NPC set to step in if Uber hack compromised PH users
If the stolen online information from Uber compromised users in the Philippines, the National Privacy Commission (NPC) would have to work with foreign counterparts in holding the ride-hailing service firm accountable for hiding the hack that affected users across the globe.
However, how this would pan out is yet to be seen given that the cross-border implementation of NPC’s enabling law has yet to be tested, according to Privacy Commissioner Raymund Liboro in a recent interview with the Inquirer.
This develops after the newly appointed chief executive officer of Uber Technologies Inc. revealed the company had been hacked in October last year, with “some personal information of 57 million Uber users” compromised.
In a recent company blog post, Uber CEO Dara Khosrowshahi said forensic exports did not see any indication that trip location location history, credit card numbers, bank account numbers, social security numbers or dates of birth were downloaded.

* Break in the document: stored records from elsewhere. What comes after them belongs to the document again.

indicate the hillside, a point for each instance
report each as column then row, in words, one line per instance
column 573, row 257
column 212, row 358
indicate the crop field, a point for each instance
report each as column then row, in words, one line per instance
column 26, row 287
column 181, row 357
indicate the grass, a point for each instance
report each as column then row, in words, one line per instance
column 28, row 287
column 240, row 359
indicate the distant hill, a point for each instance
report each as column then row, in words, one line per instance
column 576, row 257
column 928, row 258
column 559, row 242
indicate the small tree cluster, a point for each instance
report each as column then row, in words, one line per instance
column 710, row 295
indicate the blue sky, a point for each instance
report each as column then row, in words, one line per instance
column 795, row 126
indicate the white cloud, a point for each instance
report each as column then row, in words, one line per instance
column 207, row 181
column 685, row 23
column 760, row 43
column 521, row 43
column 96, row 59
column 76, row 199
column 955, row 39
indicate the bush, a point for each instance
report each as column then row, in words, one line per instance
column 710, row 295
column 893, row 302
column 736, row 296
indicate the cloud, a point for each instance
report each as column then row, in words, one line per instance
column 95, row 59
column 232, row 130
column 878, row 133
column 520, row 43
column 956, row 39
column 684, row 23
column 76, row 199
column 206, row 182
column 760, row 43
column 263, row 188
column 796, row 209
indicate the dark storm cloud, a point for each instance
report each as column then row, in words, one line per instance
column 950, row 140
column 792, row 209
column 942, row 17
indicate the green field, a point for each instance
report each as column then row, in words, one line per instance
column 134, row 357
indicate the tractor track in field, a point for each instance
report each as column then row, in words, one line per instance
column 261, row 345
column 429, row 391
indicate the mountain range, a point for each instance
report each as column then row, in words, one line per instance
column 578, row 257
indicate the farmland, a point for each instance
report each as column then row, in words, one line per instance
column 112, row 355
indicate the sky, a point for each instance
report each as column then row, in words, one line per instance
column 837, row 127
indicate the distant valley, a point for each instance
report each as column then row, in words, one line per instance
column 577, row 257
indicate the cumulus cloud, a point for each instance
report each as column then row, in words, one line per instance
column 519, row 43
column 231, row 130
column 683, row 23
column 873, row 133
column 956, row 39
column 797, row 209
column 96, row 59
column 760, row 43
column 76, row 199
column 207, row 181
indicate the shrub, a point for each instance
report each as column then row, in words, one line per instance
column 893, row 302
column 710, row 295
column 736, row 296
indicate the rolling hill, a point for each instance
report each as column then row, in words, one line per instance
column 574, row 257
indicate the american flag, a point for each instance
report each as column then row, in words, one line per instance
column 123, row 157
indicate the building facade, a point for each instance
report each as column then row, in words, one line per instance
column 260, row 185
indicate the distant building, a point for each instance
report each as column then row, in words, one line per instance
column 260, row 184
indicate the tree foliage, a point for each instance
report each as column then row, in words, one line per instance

The hackers, however, were able to download names, e-mail addresses and mobile phone numbers of users across the globe and the driver’s license numbers of drivers in the United States. Khosrowshahi said necessary measures had been implemented to mitigate the harm that might have been inflicted by the hacking.
“The law has a long arm statute. Internationally, there had been cross-border incidents that called for cooperation and collaboration among privacy authorities,” Liboro said in a mix of English and Filipino.
“[We] haven’t tested it at this point,” he later added.
When asked who would be held accountable for the deliberate hiding of the hack— whether global firm Uber or its local arm Uber Philippines—he said that they still need to understand Uber’s operations in the country, noting that it was “not yet clear.”
“Right now, we’re really more concerned about mitigating the possible effects on our local users,” he said.
Liboro said NPC was set to meet with US authorities on Dec. 4 to discuss enforcement issues “concerning cross-border data transfers.”
He, however, said the agenda did not include the Uber breach, noting that the meeting was scheduled prior Uber’s statement. He did not say he would bring up the matter during the meeting next month.